RESOLVING CRUSTAL STRUCTURE IN THE SUPERDEEP BENGAL BASIN


SADLER, Benjamin1, PERSAUD, Patricia2, PULLIAM, Jay3, KUMAR, Sachin1, SANDVOL, Eric4, GAHERTY, James5, STECKLER, Michael S.6 and AKHTER, Syed Humayun7, (1)Baylor University, Waco, TX 76706, (2)Geosciences, University of Arizona, Tucson, AZ 85721, (3)Geosciences, Baylor University, One Bear Place #97354, Waco, TX 76798, (4)Department of Geological Sciences, University of Missouri, 101 Geology Building, Columbia, MO 65211, (5)Northern Arizona University, Flagstaff, AZ 86001, (6)Marine Geology and Geophysics, Columbia University, 61 Route 9W, Palisades, NY 10964, (7)Bangladesh Open University, Board Bazar, Gazipur, 1705, Bangladesh

The Bengal basin, with sediment thicknesses of up to 21 km, overlies the subduction of the India plate under the Burma microplate. The basin was formed by rifting in the Cretaceous and is now bounded by the Indian shield to the west, the Shillong plateau to the north, the Indo-Burma ranges to the east, and the Bay of Bengal to the south. The India-Asia collision, initiated during the Paleocene, resulted in the rise of the Himalayan Mountains. The Ganges and Brahmaputra Rivers have carried enormous volumes of sediment from the Himalayas, filling the basin from the Paleocene to the present.

Here we model crustal structure by waveform matching P receiver functions and teleseismic P autocorrelograms for 33 seismic stations across the Bengal basin. Our P receiver functions use teleseismic Ps conversions generated at local impedance contrasts (including the Moho, the sediment-basement interface, and several intrasedimentary contacts). Teleseismic P autocorrelograms recover P reverberations generated at these same impedance contrasts. Jointly, they constrain crustal structure that is parameterized in terms of interface depth, compressional wave velocity (VP), and the ratio of compressional to shear wave velocity (VP/VS).

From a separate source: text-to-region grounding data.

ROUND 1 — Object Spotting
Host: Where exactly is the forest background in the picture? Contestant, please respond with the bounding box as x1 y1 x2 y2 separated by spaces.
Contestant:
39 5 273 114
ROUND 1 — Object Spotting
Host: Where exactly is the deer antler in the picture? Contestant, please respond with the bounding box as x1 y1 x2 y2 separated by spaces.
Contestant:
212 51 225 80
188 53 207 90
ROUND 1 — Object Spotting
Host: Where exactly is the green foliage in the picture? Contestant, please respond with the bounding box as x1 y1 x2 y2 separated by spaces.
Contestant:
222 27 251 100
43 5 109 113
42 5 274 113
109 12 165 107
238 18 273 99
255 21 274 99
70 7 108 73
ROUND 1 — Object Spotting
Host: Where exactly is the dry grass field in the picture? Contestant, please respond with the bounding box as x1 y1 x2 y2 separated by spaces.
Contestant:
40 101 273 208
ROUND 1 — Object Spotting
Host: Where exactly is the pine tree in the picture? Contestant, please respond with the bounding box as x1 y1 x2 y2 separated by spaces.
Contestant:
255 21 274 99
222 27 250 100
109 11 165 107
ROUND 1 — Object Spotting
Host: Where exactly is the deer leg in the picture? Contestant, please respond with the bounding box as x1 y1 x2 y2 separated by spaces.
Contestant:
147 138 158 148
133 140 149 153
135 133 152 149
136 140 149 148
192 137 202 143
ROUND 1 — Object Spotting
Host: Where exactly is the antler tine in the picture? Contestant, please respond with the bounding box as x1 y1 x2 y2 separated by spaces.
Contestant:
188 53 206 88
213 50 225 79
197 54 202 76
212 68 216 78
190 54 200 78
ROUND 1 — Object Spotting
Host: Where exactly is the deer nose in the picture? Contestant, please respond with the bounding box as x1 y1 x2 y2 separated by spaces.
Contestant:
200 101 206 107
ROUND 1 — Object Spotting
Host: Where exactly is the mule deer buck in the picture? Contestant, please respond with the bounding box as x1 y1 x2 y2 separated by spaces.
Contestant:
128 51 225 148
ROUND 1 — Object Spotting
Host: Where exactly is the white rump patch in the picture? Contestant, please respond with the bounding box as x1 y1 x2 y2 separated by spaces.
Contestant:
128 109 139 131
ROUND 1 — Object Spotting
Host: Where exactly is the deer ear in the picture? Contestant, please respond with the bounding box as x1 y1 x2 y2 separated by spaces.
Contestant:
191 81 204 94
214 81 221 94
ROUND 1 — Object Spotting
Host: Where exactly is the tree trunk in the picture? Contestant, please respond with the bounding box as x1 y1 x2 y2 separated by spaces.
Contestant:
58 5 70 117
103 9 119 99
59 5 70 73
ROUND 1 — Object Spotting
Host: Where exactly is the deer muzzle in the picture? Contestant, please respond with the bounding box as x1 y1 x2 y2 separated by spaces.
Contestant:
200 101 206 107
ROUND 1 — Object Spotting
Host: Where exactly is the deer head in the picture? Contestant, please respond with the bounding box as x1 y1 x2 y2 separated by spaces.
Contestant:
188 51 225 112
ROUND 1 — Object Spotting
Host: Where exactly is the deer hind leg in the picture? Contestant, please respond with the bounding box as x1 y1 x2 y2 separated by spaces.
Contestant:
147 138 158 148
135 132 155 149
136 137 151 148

Based on observable phases and solution stability, our models are comprised of either three sedimentary units overlying the crystalline crust, for 21 stations, or two sedimentary units overlying crystalline crust, for 12 stations (i.e., the two deeper sedimentary units from the 4-layer models are combined). The uppermost sedimentary unit is ~3 km thick with an average VP of 3.3 km/s. The second sedimentary unit averages ~8 km thick with an average VP of 5.9 km/s. In the deepest portion of the basin, we model a low velocity zone with an average VP of 4.4 km/s for the four-layer stations. We interpret this low velocity zone as an indication of fluids trapped in the deep basin. Potential origins of fluids include a) rapid sedimentation that led to incomplete dewatering of buried sediments, b) fluid release from diagenetic alteration of clay minerals at the pressures and temperatures present in the deep basin, or c) some combination of these factors. Below the sedimentary layers we observe a 14-25 km thick layer with an average VP of 6.9 km/s, which we interpret to be extended continental crust that was likely altered during the Cretaceous by intrusions from the Kerguelen plume.